Tampoco le falta ocasión a Montaigne para comprobar cómo se las gastaba la Iglesia Católica del momento, ora recibiendo con fastidio la reprimenda del censor –que no tolera, por ejemplo, que se use en los Ensayos la palabra Fortuna en lugar de Providencia–, ora postrándose a besar la sandalia del Santo Padre, que le recibe junto a otros nobles y, según se registra en estas páginas, no puede reprimir el impulso de “levantar un poco la punta de su pie”, gesto que estudiosos como Jorge Edwards interpretan como una patada en los morros a duras penas reprimida.
Mención especial merece el pasaje en el que narra las atroces torturas y ejecuciones públicas de reos que ha presenciado entre el público impasible, y refiere sobre la marcha algunos casos que invitan a pensar que de todo hace ya cinco siglos, aunque algo sí hemos avanzado: por ejemplo, el caso del travesti avant-la-lettre de Montier-en-Der, aquella muchacha que pagó con la horca su determinación de vestirse como un hombre y actuar como tal, incluido el matrimonio con una mujer; o de los hombres de cierta “secta portuguesa” que fueron quemados por decidir casarse “varón con varón”.

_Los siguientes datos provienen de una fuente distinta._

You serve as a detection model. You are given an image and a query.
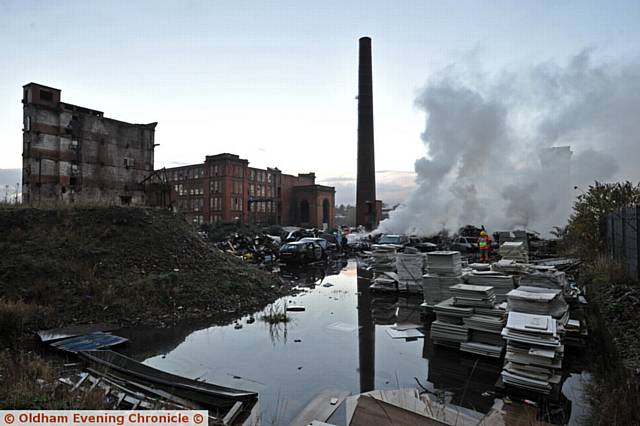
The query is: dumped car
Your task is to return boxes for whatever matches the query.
[299,237,335,256]
[279,241,324,264]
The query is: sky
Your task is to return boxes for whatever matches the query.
[1,0,639,206]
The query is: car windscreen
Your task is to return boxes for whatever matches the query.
[379,235,402,244]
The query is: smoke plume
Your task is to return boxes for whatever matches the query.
[379,50,638,236]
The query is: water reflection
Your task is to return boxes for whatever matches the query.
[121,259,585,425]
[357,273,375,393]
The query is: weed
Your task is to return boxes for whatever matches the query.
[260,303,290,324]
[0,351,107,409]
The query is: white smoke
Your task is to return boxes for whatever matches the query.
[379,50,637,237]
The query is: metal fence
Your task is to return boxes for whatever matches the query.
[606,206,640,280]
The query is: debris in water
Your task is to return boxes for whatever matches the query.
[286,305,306,312]
[234,323,243,329]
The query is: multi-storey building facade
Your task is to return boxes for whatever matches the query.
[165,153,335,228]
[21,83,158,205]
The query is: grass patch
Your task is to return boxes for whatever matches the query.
[0,351,106,409]
[0,300,53,348]
[580,257,640,425]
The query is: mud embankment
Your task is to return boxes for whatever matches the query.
[0,206,289,334]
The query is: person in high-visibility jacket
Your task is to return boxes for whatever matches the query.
[478,230,491,262]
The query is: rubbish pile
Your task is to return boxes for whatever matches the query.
[422,251,464,306]
[212,229,281,264]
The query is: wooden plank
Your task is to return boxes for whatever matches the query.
[349,396,445,426]
[71,373,89,392]
[222,401,243,425]
[288,389,349,426]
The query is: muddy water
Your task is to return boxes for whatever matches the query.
[124,259,590,425]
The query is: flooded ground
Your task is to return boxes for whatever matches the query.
[122,259,590,425]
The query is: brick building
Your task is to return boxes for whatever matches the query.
[165,153,335,228]
[21,83,159,205]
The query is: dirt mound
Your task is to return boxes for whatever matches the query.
[0,207,286,328]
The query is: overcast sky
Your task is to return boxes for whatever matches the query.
[1,0,639,204]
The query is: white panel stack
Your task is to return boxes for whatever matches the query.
[464,271,514,303]
[422,251,463,306]
[422,275,463,306]
[396,253,426,293]
[426,251,462,276]
[430,298,472,348]
[371,246,397,271]
[519,270,569,292]
[370,271,399,292]
[507,286,569,319]
[500,312,563,394]
[396,253,426,280]
[491,259,531,275]
[499,241,529,263]
[450,284,496,308]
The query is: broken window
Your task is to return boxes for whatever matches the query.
[39,90,53,102]
[120,195,132,205]
[123,157,135,168]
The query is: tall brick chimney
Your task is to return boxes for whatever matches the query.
[356,36,377,230]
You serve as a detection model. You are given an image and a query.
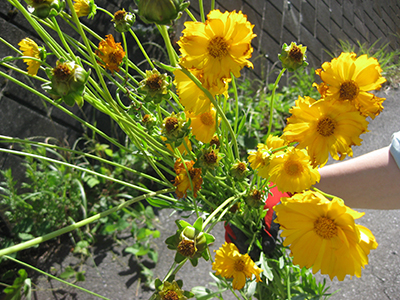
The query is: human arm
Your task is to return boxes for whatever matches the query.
[314,146,400,209]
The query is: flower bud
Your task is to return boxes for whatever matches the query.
[230,160,248,181]
[161,112,190,147]
[135,0,190,25]
[112,9,135,33]
[73,0,97,19]
[246,189,265,208]
[25,0,64,19]
[278,42,308,72]
[138,69,171,104]
[42,59,89,107]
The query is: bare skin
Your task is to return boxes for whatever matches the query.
[314,147,400,209]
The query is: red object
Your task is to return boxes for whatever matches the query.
[263,185,290,236]
[225,185,291,243]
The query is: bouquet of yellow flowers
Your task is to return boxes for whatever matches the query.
[0,0,386,299]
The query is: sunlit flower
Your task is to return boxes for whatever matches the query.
[178,9,256,90]
[212,242,262,290]
[174,68,228,115]
[73,0,94,18]
[248,135,286,178]
[186,107,219,143]
[18,38,42,76]
[95,34,125,73]
[268,147,320,193]
[112,9,135,32]
[283,96,369,167]
[274,191,378,281]
[173,159,202,198]
[315,52,386,119]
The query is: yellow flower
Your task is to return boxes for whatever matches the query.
[95,34,125,73]
[18,38,41,76]
[174,68,228,115]
[186,107,219,143]
[248,135,286,178]
[268,147,320,193]
[173,159,202,198]
[178,9,256,90]
[158,281,188,300]
[161,136,192,155]
[274,191,378,281]
[283,96,369,167]
[73,0,90,17]
[212,242,262,290]
[315,52,386,119]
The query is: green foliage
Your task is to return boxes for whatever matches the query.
[0,144,85,244]
[2,269,31,300]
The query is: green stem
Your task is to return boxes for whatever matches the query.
[0,188,174,256]
[0,70,129,152]
[202,193,244,231]
[266,68,286,137]
[128,29,154,72]
[51,16,76,61]
[179,67,239,159]
[0,135,170,187]
[230,73,240,134]
[198,0,205,22]
[0,147,176,199]
[4,256,111,300]
[184,8,197,21]
[157,25,178,67]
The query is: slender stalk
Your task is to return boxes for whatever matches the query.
[128,29,154,72]
[179,67,239,159]
[0,148,176,198]
[4,256,111,300]
[51,16,76,61]
[0,70,129,152]
[0,135,171,187]
[0,188,174,256]
[266,68,286,137]
[198,0,206,22]
[157,25,178,67]
[202,193,244,231]
[230,73,240,134]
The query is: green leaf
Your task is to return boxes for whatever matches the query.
[148,249,158,263]
[191,286,222,300]
[260,253,274,281]
[75,271,86,282]
[60,266,75,279]
[125,244,150,256]
[4,269,29,300]
[245,280,257,298]
[146,197,171,208]
[193,217,203,232]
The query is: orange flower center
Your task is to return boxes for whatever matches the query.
[109,51,122,64]
[200,112,215,126]
[314,217,338,239]
[204,151,218,164]
[114,10,126,21]
[146,74,163,90]
[208,36,229,59]
[163,290,179,300]
[339,80,359,101]
[52,63,71,80]
[251,189,262,201]
[236,162,247,172]
[289,46,303,62]
[177,239,196,257]
[210,135,220,148]
[284,160,303,176]
[317,117,336,137]
[165,117,179,133]
[234,258,246,272]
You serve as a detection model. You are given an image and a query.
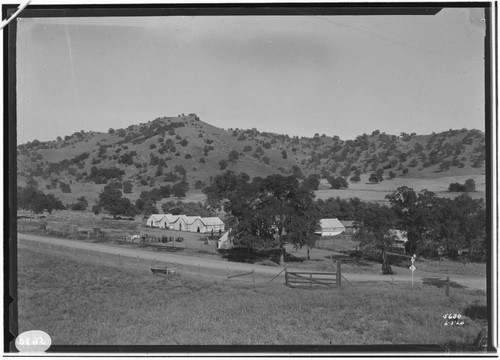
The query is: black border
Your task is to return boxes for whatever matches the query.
[4,2,18,355]
[3,1,496,355]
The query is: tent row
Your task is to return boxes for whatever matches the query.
[146,214,225,234]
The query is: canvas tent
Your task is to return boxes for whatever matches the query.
[217,231,233,249]
[146,214,167,228]
[169,215,199,231]
[316,218,345,237]
[200,217,225,233]
[187,217,225,233]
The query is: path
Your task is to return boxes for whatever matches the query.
[17,233,487,290]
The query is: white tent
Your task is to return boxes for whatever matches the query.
[217,231,233,249]
[146,214,166,228]
[201,217,225,233]
[316,218,345,237]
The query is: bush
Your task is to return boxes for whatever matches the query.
[123,181,133,194]
[449,182,466,192]
[349,174,361,183]
[228,150,239,162]
[464,179,476,192]
[328,176,348,189]
[219,159,228,170]
[195,180,206,189]
[59,182,71,193]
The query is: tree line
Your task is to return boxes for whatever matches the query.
[204,171,487,266]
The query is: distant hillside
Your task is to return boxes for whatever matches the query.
[16,114,485,205]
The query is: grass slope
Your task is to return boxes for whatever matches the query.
[18,246,487,347]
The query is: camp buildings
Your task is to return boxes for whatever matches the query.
[146,214,225,234]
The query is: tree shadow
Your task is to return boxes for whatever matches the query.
[218,248,304,264]
[464,304,488,320]
[421,277,466,289]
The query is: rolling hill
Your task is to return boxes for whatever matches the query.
[16,114,486,206]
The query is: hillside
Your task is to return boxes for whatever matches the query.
[16,114,486,206]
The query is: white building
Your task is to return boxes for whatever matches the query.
[315,218,345,237]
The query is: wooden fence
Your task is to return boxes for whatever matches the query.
[285,260,341,288]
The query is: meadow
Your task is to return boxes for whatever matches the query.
[18,246,487,348]
[316,174,486,203]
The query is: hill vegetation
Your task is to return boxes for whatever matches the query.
[16,114,485,209]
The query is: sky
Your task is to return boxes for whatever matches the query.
[16,7,486,143]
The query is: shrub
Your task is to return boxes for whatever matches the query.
[464,179,476,192]
[328,176,348,189]
[349,174,361,183]
[219,159,228,170]
[123,181,133,194]
[228,150,239,162]
[195,180,206,189]
[59,182,71,193]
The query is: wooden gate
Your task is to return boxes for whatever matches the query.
[285,260,341,288]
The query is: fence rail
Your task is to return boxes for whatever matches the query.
[285,260,341,288]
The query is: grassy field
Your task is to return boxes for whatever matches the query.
[316,174,486,203]
[18,246,487,347]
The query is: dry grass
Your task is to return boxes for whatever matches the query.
[316,174,486,203]
[18,246,487,347]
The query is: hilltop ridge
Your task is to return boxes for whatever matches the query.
[17,114,486,205]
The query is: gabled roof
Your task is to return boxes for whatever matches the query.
[147,214,166,221]
[164,214,181,223]
[319,218,346,229]
[200,217,224,226]
[183,216,201,224]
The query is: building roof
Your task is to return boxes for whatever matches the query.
[340,220,358,228]
[319,218,346,230]
[200,217,224,226]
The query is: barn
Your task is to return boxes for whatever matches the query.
[316,218,345,237]
[146,214,167,228]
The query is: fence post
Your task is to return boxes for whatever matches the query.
[336,259,341,288]
[285,269,288,286]
[310,273,312,287]
[446,277,450,297]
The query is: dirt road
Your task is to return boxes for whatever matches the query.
[17,233,487,290]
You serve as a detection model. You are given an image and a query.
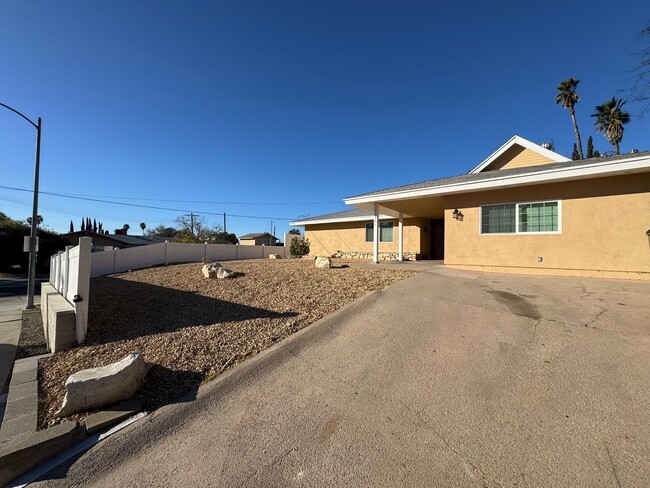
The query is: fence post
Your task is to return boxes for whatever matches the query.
[204,242,207,259]
[63,245,72,299]
[74,237,92,344]
[262,244,265,258]
[235,244,238,260]
[164,241,169,265]
[56,251,64,291]
[113,248,118,274]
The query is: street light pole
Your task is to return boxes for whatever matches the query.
[27,117,42,309]
[0,102,42,309]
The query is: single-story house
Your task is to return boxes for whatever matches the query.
[239,232,279,246]
[62,231,168,251]
[290,135,650,280]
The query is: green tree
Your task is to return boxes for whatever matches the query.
[591,97,631,155]
[586,136,594,158]
[630,22,650,117]
[147,224,177,238]
[555,78,584,159]
[290,237,310,257]
[140,222,146,235]
[288,229,301,235]
[571,143,580,160]
[69,220,74,233]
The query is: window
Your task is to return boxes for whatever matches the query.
[365,222,394,242]
[481,201,560,234]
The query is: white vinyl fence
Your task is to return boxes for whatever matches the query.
[90,241,286,277]
[49,237,92,343]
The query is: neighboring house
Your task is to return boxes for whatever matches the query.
[62,231,168,251]
[239,232,279,246]
[291,135,650,280]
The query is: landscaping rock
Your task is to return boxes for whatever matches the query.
[217,267,236,279]
[55,353,148,418]
[202,262,223,278]
[201,257,213,264]
[315,257,331,269]
[269,254,281,259]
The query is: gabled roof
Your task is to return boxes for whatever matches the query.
[468,135,569,174]
[239,232,278,240]
[290,208,394,226]
[63,231,168,246]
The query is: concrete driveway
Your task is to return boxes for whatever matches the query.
[35,268,649,487]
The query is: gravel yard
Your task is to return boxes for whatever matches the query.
[38,259,416,428]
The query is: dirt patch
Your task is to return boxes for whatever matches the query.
[38,259,416,428]
[17,308,48,360]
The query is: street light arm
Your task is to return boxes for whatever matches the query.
[0,102,38,129]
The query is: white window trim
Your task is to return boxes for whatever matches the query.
[479,199,562,235]
[365,222,395,243]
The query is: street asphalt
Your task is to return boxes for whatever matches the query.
[32,268,650,487]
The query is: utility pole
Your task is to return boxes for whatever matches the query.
[223,212,227,233]
[191,213,194,236]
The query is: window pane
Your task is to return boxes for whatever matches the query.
[481,204,515,233]
[365,223,373,242]
[518,201,558,232]
[379,222,393,242]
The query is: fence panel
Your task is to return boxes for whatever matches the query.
[114,242,166,273]
[205,244,238,261]
[167,242,206,264]
[263,245,286,258]
[90,250,116,277]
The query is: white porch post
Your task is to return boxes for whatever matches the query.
[398,212,403,261]
[373,203,379,263]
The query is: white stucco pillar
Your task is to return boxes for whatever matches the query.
[373,203,379,263]
[398,212,403,261]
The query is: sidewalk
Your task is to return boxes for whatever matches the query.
[0,300,24,395]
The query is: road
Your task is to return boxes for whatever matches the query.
[34,269,650,487]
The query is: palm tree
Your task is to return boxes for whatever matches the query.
[555,78,584,159]
[123,224,130,235]
[140,222,146,235]
[591,97,631,155]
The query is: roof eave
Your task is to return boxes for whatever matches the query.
[344,155,650,205]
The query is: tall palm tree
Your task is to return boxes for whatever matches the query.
[140,222,146,235]
[591,97,631,155]
[555,78,584,159]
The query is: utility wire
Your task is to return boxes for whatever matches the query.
[0,185,298,221]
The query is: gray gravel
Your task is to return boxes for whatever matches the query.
[17,308,48,360]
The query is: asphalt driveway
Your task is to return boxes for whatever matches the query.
[35,268,650,487]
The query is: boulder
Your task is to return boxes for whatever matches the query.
[216,267,236,279]
[202,262,223,278]
[315,256,331,269]
[55,353,148,418]
[201,257,213,264]
[268,254,281,259]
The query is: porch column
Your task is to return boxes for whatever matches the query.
[373,203,379,263]
[398,212,403,261]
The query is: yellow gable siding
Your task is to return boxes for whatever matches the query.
[483,145,555,171]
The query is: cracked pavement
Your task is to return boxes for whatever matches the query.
[33,268,650,487]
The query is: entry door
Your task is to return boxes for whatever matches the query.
[431,219,445,260]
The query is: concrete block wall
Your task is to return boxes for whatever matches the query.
[40,283,76,352]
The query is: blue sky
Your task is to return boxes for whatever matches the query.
[1,1,648,237]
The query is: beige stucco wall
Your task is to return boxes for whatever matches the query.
[239,240,257,246]
[484,146,555,171]
[444,173,650,279]
[304,218,426,257]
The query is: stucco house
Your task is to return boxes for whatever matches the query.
[290,135,650,280]
[239,232,279,246]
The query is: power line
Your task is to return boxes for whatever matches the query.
[15,188,339,205]
[0,185,298,221]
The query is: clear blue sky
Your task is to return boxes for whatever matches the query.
[1,1,648,237]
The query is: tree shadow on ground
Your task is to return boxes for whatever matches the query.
[85,276,297,345]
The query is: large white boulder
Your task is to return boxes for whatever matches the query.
[315,256,331,269]
[202,262,223,278]
[268,254,281,259]
[55,353,148,418]
[216,267,236,279]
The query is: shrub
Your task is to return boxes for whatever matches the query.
[290,236,310,257]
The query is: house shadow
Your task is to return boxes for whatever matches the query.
[85,275,298,344]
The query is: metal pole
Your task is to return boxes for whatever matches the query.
[26,117,41,308]
[223,212,226,233]
[191,213,194,236]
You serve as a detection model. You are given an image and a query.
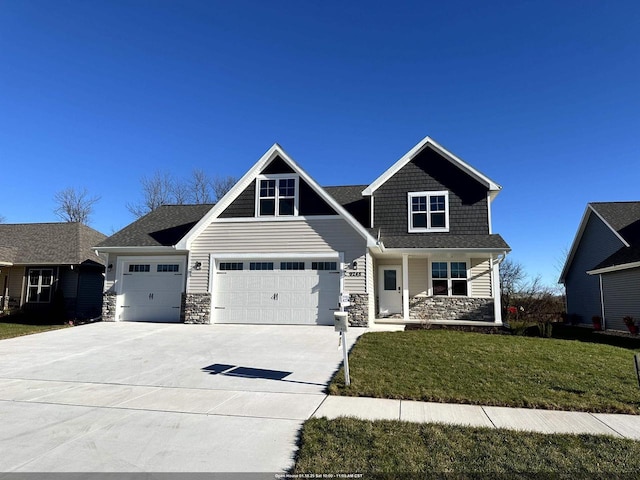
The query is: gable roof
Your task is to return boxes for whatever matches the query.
[362,136,502,198]
[560,202,640,281]
[176,144,377,250]
[323,185,370,228]
[0,223,106,266]
[97,204,215,249]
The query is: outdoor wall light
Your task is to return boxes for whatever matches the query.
[107,264,113,272]
[352,261,358,270]
[194,261,202,271]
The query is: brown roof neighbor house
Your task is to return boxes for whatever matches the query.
[0,222,106,319]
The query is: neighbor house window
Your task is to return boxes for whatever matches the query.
[27,268,54,303]
[431,261,468,296]
[408,191,449,232]
[257,176,298,217]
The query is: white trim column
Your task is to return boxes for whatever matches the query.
[491,255,503,325]
[402,254,409,321]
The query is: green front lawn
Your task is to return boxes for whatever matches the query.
[292,417,640,477]
[0,321,67,340]
[329,329,640,414]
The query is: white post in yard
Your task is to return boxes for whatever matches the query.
[342,329,350,386]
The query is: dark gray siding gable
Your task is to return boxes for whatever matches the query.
[565,212,624,323]
[601,267,640,331]
[373,146,489,236]
[261,156,295,174]
[219,182,255,218]
[219,178,337,218]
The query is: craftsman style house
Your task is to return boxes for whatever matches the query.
[0,222,106,319]
[96,136,510,326]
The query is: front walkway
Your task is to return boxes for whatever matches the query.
[313,396,640,439]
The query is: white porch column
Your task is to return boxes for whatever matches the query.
[402,253,409,321]
[491,255,503,325]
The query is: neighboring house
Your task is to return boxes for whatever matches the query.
[0,222,106,319]
[560,202,640,331]
[96,136,510,326]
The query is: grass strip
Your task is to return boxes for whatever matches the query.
[293,417,640,478]
[0,322,67,340]
[329,330,640,414]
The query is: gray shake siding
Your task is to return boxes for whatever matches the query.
[601,267,640,331]
[565,213,624,323]
[373,146,489,236]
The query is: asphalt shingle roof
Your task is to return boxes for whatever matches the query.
[0,223,106,265]
[590,202,640,244]
[377,233,510,250]
[98,204,215,248]
[589,202,640,270]
[323,185,370,227]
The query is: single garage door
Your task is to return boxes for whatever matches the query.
[213,259,340,325]
[118,257,186,322]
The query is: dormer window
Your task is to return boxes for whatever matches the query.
[256,175,299,217]
[408,191,449,232]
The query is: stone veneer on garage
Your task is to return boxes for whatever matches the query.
[102,292,117,322]
[181,293,212,324]
[409,296,494,322]
[346,293,369,327]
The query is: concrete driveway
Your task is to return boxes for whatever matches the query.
[0,322,365,473]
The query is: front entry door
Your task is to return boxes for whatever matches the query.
[378,266,402,316]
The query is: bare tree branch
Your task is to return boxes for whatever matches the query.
[0,214,5,223]
[190,169,214,204]
[53,187,100,225]
[127,170,237,218]
[127,171,174,218]
[211,175,237,201]
[171,180,190,205]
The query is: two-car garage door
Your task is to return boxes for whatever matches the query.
[212,259,340,325]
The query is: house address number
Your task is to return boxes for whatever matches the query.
[346,271,362,277]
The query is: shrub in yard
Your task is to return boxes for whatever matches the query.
[623,316,637,335]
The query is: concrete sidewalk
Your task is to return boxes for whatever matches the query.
[313,396,640,440]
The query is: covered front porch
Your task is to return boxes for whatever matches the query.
[372,251,504,325]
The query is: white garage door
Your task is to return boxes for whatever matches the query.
[213,259,340,325]
[118,257,186,322]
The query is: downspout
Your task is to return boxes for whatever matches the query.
[491,251,508,325]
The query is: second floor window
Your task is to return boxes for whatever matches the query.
[257,176,298,217]
[408,191,449,232]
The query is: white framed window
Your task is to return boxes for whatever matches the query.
[249,262,274,270]
[27,268,54,303]
[157,264,179,272]
[219,262,243,271]
[408,191,449,232]
[280,262,305,270]
[431,261,468,296]
[312,261,338,271]
[256,175,299,217]
[128,264,150,272]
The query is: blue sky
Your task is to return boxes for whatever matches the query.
[1,0,639,287]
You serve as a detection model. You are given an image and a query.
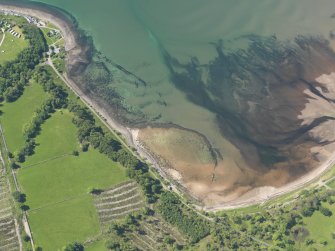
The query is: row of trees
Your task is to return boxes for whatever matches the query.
[1,17,167,251]
[12,68,69,164]
[108,188,331,250]
[298,189,335,218]
[157,192,210,243]
[62,242,84,251]
[68,101,162,203]
[203,188,335,250]
[0,21,211,249]
[0,22,47,102]
[33,67,68,109]
[105,209,184,251]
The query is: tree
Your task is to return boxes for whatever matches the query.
[105,239,137,251]
[4,86,22,102]
[15,152,25,163]
[305,238,314,246]
[81,142,89,152]
[320,239,328,246]
[22,140,35,156]
[301,207,314,217]
[10,161,19,169]
[106,240,121,251]
[157,192,210,243]
[63,242,84,251]
[87,187,102,195]
[0,22,47,103]
[20,204,30,211]
[109,223,126,236]
[319,206,332,217]
[12,191,26,203]
[163,236,175,245]
[23,235,31,242]
[72,150,79,156]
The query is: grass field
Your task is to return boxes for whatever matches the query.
[52,57,66,73]
[28,195,100,251]
[46,22,58,30]
[40,65,118,137]
[0,82,49,153]
[54,38,65,47]
[86,240,107,251]
[0,30,29,65]
[13,107,128,250]
[18,146,128,210]
[194,236,213,251]
[302,203,335,250]
[23,110,78,167]
[0,61,132,250]
[327,179,335,189]
[40,27,61,46]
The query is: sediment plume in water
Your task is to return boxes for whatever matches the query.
[78,33,335,205]
[37,8,335,204]
[3,0,335,206]
[156,35,335,203]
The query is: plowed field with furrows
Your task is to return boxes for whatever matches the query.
[93,181,145,223]
[0,174,20,251]
[128,216,186,251]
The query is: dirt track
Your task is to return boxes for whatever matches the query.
[0,33,6,48]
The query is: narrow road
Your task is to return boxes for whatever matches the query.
[0,140,23,251]
[0,32,5,48]
[0,124,35,251]
[47,57,274,248]
[46,57,135,157]
[50,37,63,47]
[47,56,213,222]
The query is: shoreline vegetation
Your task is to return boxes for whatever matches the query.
[0,2,335,251]
[0,1,334,212]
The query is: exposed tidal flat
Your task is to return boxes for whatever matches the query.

Se desprende de esta lectura, en fin, que Europa no sólo libraba unas feroces luchas de poder: estaba jugándose su futuro entre la senda del oscurantismo –nunca del todo derrotado, como se empeña en recordarnos la Conferencia Episcopal y el mismo Vaticano– el camino humanista que tan bien encarnaría el propio Montaigne en sus Ensayos, como con la curiosidad, el sentido común y la falta de prejuicios que despliega en este felizmente rescatado cuaderno de viaje.
Muy interesante. Recomiendo también la lectura de «Montaigne a caballo» de Jean Lacouture en el que toca el diario del escritor francés. Saludos.